Salah satu mobil polisi berhasil menyalip dan memotong laju truk pick-up, seolah-olah berusaha memperlambatnya. Namun, di saat itu pula, terlihat seseorang terjatuh dari bak truk.
Tubuh itu terguling di jalan, lalu terdiam. Mobil patroli kedua berusaha menghindarinya.
Malam tanggal 15 Mei itu, Tuxtla Gutierrez, ibu kota negara bagian Chiapas di Meksiko selatan, sedang dilanda gelombang protes. Para mahasiswa dari Sekolah Tinggi Keguruan Mactumatza turun ke jalan menuntut akses pendidikan yang lebih baik dan sumber daya yang memadai.

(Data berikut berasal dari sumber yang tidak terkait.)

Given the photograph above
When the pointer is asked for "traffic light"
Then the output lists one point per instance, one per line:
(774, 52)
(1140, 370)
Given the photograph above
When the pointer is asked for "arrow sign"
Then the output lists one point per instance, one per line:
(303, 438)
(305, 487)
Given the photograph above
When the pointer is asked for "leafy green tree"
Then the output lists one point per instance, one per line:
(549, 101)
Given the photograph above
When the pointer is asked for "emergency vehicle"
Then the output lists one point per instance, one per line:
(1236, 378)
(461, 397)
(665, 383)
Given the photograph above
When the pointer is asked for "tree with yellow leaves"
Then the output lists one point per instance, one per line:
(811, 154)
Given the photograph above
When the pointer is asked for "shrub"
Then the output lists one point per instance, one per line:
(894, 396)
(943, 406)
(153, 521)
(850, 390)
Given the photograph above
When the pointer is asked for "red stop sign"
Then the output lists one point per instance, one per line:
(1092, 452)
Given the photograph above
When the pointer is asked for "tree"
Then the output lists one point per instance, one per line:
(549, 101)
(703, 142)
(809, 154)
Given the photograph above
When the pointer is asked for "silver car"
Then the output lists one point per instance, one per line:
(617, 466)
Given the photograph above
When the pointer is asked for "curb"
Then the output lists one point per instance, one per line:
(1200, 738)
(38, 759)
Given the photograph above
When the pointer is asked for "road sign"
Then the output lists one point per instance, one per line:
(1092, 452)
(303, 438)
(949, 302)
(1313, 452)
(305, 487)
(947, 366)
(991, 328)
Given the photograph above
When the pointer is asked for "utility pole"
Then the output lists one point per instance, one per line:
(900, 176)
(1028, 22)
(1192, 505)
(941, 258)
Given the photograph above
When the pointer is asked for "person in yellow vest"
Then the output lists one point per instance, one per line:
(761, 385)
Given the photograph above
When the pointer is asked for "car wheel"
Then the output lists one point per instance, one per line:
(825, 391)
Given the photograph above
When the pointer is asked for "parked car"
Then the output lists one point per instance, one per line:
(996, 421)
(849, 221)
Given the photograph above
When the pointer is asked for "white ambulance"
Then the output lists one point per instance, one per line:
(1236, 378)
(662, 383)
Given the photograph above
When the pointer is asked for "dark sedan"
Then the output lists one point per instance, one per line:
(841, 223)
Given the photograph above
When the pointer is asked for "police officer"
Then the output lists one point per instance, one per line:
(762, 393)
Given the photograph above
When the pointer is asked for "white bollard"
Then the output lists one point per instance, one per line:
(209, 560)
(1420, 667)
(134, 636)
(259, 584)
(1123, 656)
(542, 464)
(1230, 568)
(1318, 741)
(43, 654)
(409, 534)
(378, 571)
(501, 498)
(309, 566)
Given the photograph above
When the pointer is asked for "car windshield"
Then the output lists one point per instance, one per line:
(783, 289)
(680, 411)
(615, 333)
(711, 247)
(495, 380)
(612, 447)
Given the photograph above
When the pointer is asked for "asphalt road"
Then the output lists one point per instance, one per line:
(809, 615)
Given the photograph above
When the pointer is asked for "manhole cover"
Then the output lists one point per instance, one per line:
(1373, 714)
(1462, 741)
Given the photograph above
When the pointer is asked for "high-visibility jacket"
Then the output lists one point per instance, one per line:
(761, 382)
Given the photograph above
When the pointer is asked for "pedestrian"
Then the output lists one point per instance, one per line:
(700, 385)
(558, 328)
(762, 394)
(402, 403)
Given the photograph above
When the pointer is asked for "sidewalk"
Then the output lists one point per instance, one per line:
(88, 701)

Salah satu dari mereka, Maria (nama samaran), adalah mahasiswa berusia 20 tahun yang malam itu memilih beristirahat di asrama. Namun ia segera bergegas keluar ketika mendengar kabar bahwa salah satu rekannya mengalami kecelakaan.
Maria pergi untuk mencari tahu sendiri. Ia menemukan Vasquez tergeletak tak bergerak di jalan raya.
“Saya naik ke jalan untuk melihat, dan dia sudah di tanah, berdarah,” kata Maria. “Saya sangat terkejut. Ini benar-benar di luar dugaan. Dia hanya ikut aksi protes.”
Apa yang sebenarnya terjadi hingga Vasquez terjatuh dari truk malam itu menjadi topik perdebatan besar di hari-hari berikutnya. Peristiwa ini, menurut para ahli, mencerminkan betapa dalamnya ketidakpercayaan antara polisi negara bagian dan kalangan mahasiswa miskin di Meksiko.
Jejak Panjang Aktivisme
Sekolah Mactumatza, tempat Vasquez menuntut ilmu, terletak tak jauh dari lokasi kecelakaan. Sekolah ini termasuk dalam jaringan nasional normal schools, yakni perguruan tinggi keguruan yang dibiayai pemerintah dan memberikan fasilitas pendidikan serta asrama secara gratis bagi mahasiswa dari keluarga kurang mampu.
Sejarah sekolah normal di Meksiko sudah ada sejak awal abad ke-20, pascarevolusi. Kurikulumnya sering kali menekankan keadilan sosial, dan lulusannya diarahkan untuk mengabdi di daerah-daerah tertinggal.
Namun semangat perjuangan sosial yang tertanam dalam sistem pendidikan ini juga menjadikan kampus-kampus tersebut sebagai pusat aktivisme mahasiswa. Para siswanya, yang dikenal sebagai normalistas, dikenal aktif melakukan protes.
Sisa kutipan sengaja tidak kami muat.